My school-teacher friends are going to balk (it's the school unions, naturally, that are really opposed to Amendment 8 and want to keep the status quo), but in this recessionary environment, it's time to slay some sacred cows. This one is ripe for the killing -- and it will save money that will go back into education to possibly keep arts education and other crucial electives alive (which might save a lot of teachers' jobs).  

Amendment 8 isn't radical, mind you; it's just sensible. The 2002 class-size amendment basically mandated that elementary schools have a cap of 18 students per class, middle school 22, and high school 25. Amendment 8 would keep those caps as averages, giving districts leeway. And there would still be caps of 21, 27, and 30, respectively.

And it will save taxpayers hundreds of millions of dollars. The group Florida TaxWatch estimates it will save at least $350 million a year. Newspaper reports have put the savings at $7 billion over the next ten years.

This is a no-brainer. Vote for Amendment 8.  

Inside, I'm going to clear up a few things about the confidential document scandal at the School Board. 

Former School Board member Marty Rubinstein still hasn't explained how he obtained a classified security clearance report that he posted on his website to attack School Board member Phyllis Hope. Rubinstein, needless to say, is supporting Hope's opponent, Laurie Rich Levinson.

But he has clarified a few things. First, Rubinstein, whose website I won't link, points out that Hope's name is blacked out on the report. Here again is the pertinent part of the report that Rubinstein, now a political operative, posted Wednesday:

That applies to all background information. But there is more. The School Board's Special Investigative Unit gets its criminal background history from two sources, the Florida Department of Law Enforcement and the Federal Bureau of Investigation. Next to the Newark arrest is a denotation of where the record came from -- the FBI.

The FBI information is protected under federal law. The Florida Attorney General's Office determined in 1999 that all criminal history information "shared with a public school district by the Federal Bureau of Investigation retains its character as a federal record to which only limited access is provided by federal law and is not subject to public inspection under Florida's Public Records Act."

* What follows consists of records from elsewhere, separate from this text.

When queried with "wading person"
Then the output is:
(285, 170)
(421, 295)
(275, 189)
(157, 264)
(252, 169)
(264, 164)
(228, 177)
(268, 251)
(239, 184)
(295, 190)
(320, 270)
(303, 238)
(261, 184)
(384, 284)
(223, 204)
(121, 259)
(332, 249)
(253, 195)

There you have it (here's a link to the AG opinion). Rubinstein seems aware that the source of the document is of key importance. Yesterday, he wrote of my post: "All of a sudden the 'illegal' document is an FBI document. What a crock of shit. Only a small (miniscule, really) part of the document indicates is that Hope's 1981 arrest was reported to the district by the FBI."

The "miniscule" part of the document he refers to happens to have been where it is specified that the FBI was the district's source of the Newark arrest. To be fair it, is small, three small initials, in fact.

So let's agree that it's clear that the law was broken here. And it's no small thing. Hope's right to privacy has been violated, and a serious security breach has been exposed. All in the name of dirty campaigning. Tricky Dick would have been proud. 

But who broke the law, and exactly when was the law broken? Well, again, the document indicates that the clearance report posted by Rubinstein was a fax sent on October 27, 2006. That was when Rubinstein was still a School Board member and was running against none other than Phyllis Hope, a political novice who cleaned his clock in the election.

The School Board's Bell said there is no record of Rubinstein or anyone else ever making a public records request for Hope's security clearance report (which would have been denied anyway). So where did it come from?

Did Rubinstein obtain the document somehow while he was a School Board member and only publish it now? Did he get access to more of the classified reports? Or did he obtain it only recently?

Time for these questions to get answered. If not from Rubinstein, then from the authorities.

Hope, meanwhile, says she finds the whole thing "creepy."

"It's scary when you think about it," she told me. "You wonder, if they did this, what else did they do?"